Cela dit, voir une fille normale (et authentique) dans le scénario n’est pas forcément ici un inconvénient (même si on aurait pu imaginer une autre piste de scénario avec une fille « laide ») : Sebastian est une personnalité qui n’apprécie pas les choses simples, les gens simples tout simplement. Il n’y avait finalement pas besoin de pousser son cas jusqu’à « l’extrême » : surtout, tout le monde peut être une Mia. L’évolution de la cécité de Sebastian aurait pu être un barrage dans le scénario (là par contre, sur le papier, ça fait « film Hollywoodien sans prise de risque »), reconnaissons-le. Mais la réalisatrice et scénariste Lisa James Larsson a tout de même réussi à détourner ce point qui aurait pu être noir en un point qui devient finalement assez logique par rapport à la prise de conscience du personnage masculin. Certes, il n’y a pas besoin d’avoir un bac+12 pour voir où le film veut en venir avec la cécité qui touche Sebastian : c’est en devenant aveugle qu’il va ouvrir les yeux sur sa vie finalement vide, qu’il va oser se lancer dans des projets plus profonds, se livrer. Ego a beau reprendre certains codes qu’on connait de la comédie romantique, il a pourtant bien plus de charme que le trois-quarts des films (hollywoodiens) de cette trempe. Le film est naturellement drôle sans chercher à tout prix faire de la vanne, il est aussi touchant sans qu’on force trop le trait sur les émotions. De plus, tout aurait pu être cliché mais à l’écran, les personnages sont crédibles tout comme leurs réactions. Enfin, la musique (qui permet également d’exploiter d’autres sens – finalement essentiels dans les relations) est très fraîche sans prendre non plus trop le dessus (je n’ai jamais eu la sensation d’assister à la playlist idéale de la réalisatrice). Martin Wallström et Mylaine Hedreul forment un très joli couple à l’écran, l’alchimie entre eux est palpable. Wallström a décidément un véritable potentiel dans des registres différents et je trouve cela formidable qu’il soit de plus en plus connu. En revanche, je trouve cela regrettable que Mylaine Hedreul n’ait pas rencontré le même succès que son partenaire car cette fille lumineuse a vraiment tout pour elle.

Marie-Francine

réalisé par Valérie Lemercier

avec Valérie Lemercier, Patrick Timsit, Hélène Vincent, Philippe Laudenbach, Denis Podalydès, Nadège Beausson-Diagne, Marie Petiot, Anna Lemarchand, Nanou Garcia, Danièle Lebrun…

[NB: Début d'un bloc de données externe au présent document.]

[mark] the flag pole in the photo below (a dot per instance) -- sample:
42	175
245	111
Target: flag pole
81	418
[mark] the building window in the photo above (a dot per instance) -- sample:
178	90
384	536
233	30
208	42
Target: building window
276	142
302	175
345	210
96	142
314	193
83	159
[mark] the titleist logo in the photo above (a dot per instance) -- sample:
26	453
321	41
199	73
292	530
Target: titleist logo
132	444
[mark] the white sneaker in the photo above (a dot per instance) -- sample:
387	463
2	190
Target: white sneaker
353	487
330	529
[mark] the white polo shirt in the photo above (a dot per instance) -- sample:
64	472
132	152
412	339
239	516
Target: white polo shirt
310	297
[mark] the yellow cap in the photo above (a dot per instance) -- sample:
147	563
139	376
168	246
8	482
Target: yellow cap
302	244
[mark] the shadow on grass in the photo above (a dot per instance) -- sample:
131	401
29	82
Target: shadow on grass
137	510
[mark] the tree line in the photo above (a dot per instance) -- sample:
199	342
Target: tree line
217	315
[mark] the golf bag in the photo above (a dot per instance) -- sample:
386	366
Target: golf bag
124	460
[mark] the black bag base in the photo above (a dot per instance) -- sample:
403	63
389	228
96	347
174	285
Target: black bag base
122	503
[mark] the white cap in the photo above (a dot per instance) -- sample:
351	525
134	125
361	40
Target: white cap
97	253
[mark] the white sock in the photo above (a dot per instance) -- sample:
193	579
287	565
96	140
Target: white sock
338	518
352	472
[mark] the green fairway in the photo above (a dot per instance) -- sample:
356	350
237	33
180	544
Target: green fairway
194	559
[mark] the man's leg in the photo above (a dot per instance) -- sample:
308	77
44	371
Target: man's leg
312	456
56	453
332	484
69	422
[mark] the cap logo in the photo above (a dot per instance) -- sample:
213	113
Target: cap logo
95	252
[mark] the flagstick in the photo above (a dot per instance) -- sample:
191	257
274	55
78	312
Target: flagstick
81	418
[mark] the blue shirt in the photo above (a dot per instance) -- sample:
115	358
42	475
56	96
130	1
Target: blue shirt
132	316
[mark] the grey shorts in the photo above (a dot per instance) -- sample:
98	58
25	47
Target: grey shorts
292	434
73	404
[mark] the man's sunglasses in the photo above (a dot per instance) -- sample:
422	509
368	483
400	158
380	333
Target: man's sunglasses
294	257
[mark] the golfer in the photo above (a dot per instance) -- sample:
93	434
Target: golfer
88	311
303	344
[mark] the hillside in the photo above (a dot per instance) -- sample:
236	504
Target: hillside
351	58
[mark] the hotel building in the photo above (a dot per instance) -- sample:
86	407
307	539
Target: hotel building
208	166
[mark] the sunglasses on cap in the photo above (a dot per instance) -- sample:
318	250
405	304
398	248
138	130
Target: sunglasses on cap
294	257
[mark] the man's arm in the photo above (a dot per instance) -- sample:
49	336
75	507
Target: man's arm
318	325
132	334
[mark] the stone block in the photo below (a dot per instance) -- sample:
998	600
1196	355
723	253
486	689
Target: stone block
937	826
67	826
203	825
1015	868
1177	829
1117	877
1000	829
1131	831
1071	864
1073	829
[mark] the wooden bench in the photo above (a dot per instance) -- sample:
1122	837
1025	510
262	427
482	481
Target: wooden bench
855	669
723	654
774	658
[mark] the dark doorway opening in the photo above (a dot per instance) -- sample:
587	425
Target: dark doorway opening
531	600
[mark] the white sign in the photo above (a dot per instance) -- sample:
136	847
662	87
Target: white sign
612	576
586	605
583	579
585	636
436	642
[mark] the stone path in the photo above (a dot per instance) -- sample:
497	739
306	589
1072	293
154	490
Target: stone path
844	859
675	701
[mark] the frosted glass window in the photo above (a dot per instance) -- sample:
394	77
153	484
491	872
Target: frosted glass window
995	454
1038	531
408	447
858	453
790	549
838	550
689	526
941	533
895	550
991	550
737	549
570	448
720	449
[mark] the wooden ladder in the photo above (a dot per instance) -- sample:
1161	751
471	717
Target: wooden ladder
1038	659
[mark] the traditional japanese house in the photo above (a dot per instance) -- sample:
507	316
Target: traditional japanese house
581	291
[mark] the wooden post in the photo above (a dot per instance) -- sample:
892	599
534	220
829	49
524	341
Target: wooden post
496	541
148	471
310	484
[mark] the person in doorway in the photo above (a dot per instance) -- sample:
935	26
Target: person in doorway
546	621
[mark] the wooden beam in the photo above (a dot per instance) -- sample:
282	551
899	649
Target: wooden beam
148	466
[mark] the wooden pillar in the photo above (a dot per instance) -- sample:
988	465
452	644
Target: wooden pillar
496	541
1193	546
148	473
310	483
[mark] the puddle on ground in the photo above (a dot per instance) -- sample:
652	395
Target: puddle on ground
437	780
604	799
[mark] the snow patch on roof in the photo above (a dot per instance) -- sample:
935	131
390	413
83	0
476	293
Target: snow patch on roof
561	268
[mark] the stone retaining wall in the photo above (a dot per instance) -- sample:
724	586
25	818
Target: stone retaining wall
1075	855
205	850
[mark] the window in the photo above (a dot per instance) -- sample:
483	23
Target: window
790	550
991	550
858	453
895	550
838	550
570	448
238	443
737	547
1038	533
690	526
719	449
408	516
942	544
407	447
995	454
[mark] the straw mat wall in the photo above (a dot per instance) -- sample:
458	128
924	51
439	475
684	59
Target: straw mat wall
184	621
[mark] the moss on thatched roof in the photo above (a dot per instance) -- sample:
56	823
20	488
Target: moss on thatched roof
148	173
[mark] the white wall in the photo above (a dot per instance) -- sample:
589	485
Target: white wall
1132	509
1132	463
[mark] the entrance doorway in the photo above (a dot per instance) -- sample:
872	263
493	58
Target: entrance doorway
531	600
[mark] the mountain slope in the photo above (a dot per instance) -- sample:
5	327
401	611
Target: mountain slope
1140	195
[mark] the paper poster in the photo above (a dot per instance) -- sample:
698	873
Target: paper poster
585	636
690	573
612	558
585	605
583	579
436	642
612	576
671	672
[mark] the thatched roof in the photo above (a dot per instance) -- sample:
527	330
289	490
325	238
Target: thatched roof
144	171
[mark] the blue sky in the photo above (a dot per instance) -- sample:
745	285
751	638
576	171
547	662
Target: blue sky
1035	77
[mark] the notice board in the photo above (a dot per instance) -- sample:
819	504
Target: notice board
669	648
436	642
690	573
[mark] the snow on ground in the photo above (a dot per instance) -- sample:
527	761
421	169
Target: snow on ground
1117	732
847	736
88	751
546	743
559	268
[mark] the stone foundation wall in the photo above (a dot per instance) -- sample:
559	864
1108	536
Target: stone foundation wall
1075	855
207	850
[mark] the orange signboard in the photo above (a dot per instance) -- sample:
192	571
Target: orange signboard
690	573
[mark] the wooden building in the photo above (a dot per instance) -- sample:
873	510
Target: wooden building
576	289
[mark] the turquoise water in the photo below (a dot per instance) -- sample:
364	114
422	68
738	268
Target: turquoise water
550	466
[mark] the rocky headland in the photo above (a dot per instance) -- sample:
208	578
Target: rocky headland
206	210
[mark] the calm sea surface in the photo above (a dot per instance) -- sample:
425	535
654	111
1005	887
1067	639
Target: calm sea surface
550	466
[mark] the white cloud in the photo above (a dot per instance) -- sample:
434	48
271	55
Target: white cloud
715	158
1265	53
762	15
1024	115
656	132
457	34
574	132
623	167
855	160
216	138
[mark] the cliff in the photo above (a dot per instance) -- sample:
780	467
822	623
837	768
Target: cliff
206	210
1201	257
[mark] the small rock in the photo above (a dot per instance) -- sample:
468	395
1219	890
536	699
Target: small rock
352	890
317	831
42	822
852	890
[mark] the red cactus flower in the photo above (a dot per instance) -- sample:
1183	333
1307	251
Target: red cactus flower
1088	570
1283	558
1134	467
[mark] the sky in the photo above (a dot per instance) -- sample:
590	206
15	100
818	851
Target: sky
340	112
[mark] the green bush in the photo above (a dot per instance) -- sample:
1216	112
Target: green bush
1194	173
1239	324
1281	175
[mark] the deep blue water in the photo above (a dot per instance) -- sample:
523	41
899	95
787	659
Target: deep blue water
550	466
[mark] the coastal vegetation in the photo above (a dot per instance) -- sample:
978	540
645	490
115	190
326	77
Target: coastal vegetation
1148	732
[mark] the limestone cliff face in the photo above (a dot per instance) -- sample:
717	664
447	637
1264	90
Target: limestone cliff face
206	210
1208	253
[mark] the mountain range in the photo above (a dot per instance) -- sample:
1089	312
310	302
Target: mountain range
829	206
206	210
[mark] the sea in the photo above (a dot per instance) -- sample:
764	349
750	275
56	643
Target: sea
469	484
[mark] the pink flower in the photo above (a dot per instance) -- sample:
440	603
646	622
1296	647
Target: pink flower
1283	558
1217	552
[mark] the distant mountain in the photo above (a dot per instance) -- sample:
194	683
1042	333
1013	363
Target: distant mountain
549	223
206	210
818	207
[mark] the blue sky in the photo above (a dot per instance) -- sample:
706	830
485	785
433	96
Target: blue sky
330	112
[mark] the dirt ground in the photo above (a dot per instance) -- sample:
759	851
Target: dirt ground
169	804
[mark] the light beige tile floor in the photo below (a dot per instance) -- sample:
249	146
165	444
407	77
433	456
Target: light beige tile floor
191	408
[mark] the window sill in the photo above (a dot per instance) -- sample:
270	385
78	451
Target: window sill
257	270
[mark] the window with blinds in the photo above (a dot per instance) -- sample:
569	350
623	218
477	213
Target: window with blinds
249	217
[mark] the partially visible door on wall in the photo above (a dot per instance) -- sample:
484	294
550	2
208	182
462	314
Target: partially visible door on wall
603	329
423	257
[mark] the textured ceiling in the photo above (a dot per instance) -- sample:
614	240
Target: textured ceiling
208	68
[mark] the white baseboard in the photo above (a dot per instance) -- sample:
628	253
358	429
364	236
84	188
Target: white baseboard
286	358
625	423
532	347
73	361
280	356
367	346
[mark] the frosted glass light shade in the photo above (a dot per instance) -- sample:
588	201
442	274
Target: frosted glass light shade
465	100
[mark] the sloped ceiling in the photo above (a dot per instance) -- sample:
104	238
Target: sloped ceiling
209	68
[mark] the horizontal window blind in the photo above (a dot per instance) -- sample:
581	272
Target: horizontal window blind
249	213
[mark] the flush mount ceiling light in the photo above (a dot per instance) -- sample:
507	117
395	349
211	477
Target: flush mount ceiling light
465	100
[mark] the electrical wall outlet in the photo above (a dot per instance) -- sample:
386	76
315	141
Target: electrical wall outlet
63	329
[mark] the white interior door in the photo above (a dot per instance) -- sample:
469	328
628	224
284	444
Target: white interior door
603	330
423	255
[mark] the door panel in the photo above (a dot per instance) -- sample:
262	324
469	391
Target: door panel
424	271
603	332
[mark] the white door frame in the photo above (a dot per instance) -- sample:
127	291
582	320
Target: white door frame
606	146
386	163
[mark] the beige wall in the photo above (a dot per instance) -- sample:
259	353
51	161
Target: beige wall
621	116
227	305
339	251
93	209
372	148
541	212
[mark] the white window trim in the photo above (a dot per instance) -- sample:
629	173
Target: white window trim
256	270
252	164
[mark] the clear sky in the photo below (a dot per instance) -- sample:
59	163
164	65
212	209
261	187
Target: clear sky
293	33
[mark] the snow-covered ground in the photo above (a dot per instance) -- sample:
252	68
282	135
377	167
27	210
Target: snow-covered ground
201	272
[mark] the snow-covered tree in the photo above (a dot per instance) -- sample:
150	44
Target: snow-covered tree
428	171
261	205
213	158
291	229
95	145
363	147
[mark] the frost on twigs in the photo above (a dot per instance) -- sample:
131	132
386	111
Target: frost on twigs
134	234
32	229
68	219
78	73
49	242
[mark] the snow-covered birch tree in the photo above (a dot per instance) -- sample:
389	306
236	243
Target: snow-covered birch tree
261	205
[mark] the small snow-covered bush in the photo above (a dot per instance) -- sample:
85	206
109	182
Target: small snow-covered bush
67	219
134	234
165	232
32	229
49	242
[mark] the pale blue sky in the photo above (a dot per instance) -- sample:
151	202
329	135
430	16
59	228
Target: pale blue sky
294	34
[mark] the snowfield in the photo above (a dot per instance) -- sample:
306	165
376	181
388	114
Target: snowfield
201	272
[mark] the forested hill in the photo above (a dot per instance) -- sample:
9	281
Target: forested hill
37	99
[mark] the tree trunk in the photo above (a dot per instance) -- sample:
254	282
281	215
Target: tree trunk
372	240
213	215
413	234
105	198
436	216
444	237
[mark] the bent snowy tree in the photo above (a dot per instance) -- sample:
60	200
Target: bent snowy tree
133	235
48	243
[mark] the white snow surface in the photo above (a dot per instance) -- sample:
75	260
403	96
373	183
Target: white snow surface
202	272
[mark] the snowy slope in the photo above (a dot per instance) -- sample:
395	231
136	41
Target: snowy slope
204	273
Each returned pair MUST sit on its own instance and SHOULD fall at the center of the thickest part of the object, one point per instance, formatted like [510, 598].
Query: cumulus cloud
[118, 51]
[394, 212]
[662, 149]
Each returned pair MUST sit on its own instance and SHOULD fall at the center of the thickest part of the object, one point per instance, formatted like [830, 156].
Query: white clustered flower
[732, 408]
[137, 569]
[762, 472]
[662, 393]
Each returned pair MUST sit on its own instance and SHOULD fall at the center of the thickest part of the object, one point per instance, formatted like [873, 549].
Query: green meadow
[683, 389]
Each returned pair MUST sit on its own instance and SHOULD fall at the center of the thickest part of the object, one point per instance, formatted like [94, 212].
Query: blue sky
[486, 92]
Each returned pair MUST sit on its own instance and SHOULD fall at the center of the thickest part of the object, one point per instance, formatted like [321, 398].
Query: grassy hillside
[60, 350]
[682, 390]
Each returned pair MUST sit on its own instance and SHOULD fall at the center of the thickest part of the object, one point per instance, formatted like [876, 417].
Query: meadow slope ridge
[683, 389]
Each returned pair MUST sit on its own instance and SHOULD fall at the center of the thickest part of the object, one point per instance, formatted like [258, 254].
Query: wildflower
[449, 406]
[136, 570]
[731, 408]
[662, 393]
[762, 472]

Comédie, comédie romantique française. 1h35. 2016.

sortie française : 31 mai 2017

Trop vieille pour son mari, de trop dans son boulot, Marie-Francine doit retourner vivre chez ses parents… … à 50 ans ! Infantilisée par eux, c’est pourtant dans la petite boutique de cigarettes électroniques qu’ils vont lui faire tenir, qu’elle va enfin rencontrer Miguel. Miguel, sans oser le lui avouer, est exactement dans la même situation qu’elle. Comment vont faire ces deux-là pour abriter leur nouvel amour sans maison, là est la question…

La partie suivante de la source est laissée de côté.